In 2023–24, Eendracht Aalst won their region of Belgian Division 2 and would have been promoted, however the club was refused a license to play in Belgian National Division 1. They were also refused a license to participate in Division 2 and Division 3 and were forced to relegate down to the Belgian Provincial Leagues. Eventually, due to not having a ground to play in, Eendracht Aalst were expelled from the first provincial league and were forced to relegate down to the second provincial league for the 2025-26 season. In February 2025, the club was officially declared bankrupt and ceased to exist.

== Stadium ==
The Pierre Cornelisstadion is located in Bredestraat, Aalst, near the city center.
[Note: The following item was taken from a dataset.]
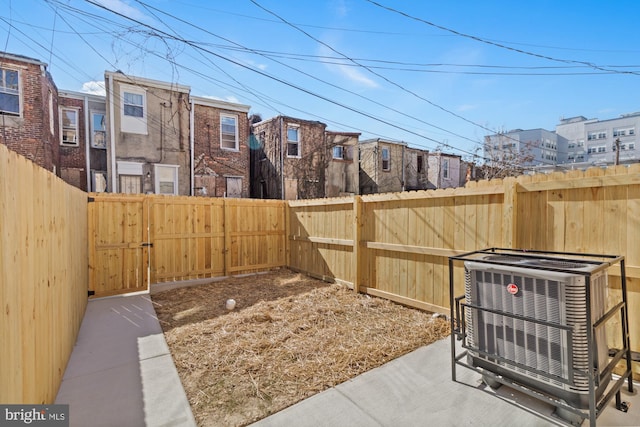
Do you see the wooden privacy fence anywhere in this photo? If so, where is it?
[88,193,286,297]
[0,144,88,404]
[287,164,640,368]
It has a capacity of 4,500 and was built in the early 1930s.

== Honours ==
- Belgian Second Division final round:
  - Winners (2): 1991, 1994
- Belgian Promotion B:
  - Champions: 2006–07
- Belgian Third Division:
  - Champions: 2010–11
- Belgian Division 2:
  - Champions: 2023–24

== UEFA cup history ==

| Season | Competition | Round | Country | Club | Home | Away | Aggregate |
| 1995–96 | UEFA Cup | 1 | BUL | Levski Sofia | 1–0 | 2–1 | 3–1 |
| 2 | ITA | Roma | 0–0 | 0–4 | 0–4 |

== Previous managers ==

- Jan Ceulemans
- Wim De Coninck
- Maurits De Schrijver
- Patrick De Wilde
- Etienne De Wispelaere
- Manu Ferrera
- Georges Heylens
- Urbain Haesaert
- Luc Limpens
- Alain Merckx
- Lorenzo Staelens
- Gilbert Bodart
- Gaston Van Der Elst
- Geert Van Roy
- Michel Verschueren (physical trainer)
- Laszlo Fazekas
- Henk Houwaert
- Barry Hulshoff
- Tomislav Ivic

== Women's football ==
The female team of Eendracht Aalst plays in the Super League. and played his homematches in the Jeugdcentrum Zandberg.